The use of position and power to entice a young girl, with or without harassment, is harassement in itself. To my mind cowards use this route, as it is not just safer in their view but also easier in that the employee is more vulnerable because of their power, and the position they hold. Besides some misguided girls, unable to differentiate between rights and exploitation, might actually view the harassment as kosher particularly when it came with attention and perks like rapid promotions and better pay. This is not to say that they are not victims, they are as much as the women who walked out of an interview or of a job after being so targeted. More so, perhaps.
The work culture of the Asian Age became toxic. There were always stories, always girls coming in, and girls leaving. Always whispers to a point when a woman spent even a few minutes extra in his cabin, the employees around started whispering. More so as no one complained. Those who could not take it left. Those who did, tried to convince themselves that the attention from the powerful editor was worth it. But left sooner than later. Actually those who stayed were the ones with whom he had only a professional relationship---at the headquarters and in the city Bureaus. But no one else survived the course. I have written of this and more in my earlier article in The Citizen.

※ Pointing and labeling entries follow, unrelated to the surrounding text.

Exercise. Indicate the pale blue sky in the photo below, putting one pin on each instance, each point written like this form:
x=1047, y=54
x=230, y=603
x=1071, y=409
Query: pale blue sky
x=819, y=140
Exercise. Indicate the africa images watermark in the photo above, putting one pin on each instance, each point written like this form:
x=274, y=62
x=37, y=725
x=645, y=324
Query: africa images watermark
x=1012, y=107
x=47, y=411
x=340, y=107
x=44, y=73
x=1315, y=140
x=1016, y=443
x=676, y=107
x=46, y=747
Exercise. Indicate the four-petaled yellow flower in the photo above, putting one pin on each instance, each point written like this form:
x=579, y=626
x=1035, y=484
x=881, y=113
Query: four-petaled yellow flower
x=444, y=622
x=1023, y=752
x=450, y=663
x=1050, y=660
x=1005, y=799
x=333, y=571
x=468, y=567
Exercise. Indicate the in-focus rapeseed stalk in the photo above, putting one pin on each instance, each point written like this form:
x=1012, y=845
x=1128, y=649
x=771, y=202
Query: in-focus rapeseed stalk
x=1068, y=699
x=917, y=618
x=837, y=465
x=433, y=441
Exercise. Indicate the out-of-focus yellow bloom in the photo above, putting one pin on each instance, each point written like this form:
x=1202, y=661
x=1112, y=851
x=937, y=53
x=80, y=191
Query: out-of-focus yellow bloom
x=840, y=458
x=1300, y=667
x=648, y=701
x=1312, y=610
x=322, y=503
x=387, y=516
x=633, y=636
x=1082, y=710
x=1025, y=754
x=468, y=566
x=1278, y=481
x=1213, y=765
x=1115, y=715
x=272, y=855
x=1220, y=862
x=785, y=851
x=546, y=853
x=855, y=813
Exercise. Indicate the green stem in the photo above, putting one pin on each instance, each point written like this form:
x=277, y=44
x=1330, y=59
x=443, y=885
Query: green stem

Suffice it to say while we did not have information of any specific instance, the work culture was toxic, and we all felt it. Every single one, even the reporters and the Bureau hands even though we had managed to insulate ourselves. In that there was no direct intervention or targeting of reporters.
Most of the accounts have one thing in common, apart from the offensive harassment. That they all met Akbar with knowledge of his reputation, and were so excited about actually meeting a journalist they admired. And instead of accepting this, he clearly used this reputation and his position to entice the young women, or subdue them, or try to. All an abuse of his position and power.
Incidentally, I felt the impact of another abusive newsroom in the News X where I worked much later as the National Affairs Editor. This was not sexual but actually threatening and physically abusive. Again not directed at me at all, never, but something that eventually made be quit.
It is angering that Akbar is now fighting a young woman with a criminal defamation suit. Criminal defamation that every journalist has been fighting against as misuse of the law. And to use the bludgeon to swat a butterfly just shows the desperation of the attacker. And makes it imperative that he be acted against. I do not expect the BJP to do so, but I do think all others in and outside the movement can unite to ensure that the case is dismissed by the courts, and no such cases filed against the other women in the list of complainants. Even now Akbar can do the right thing for once, by resigning and then fighting defamation if he still feels after honest introspection that he has been wronged. He just might find himself convinced otherwise.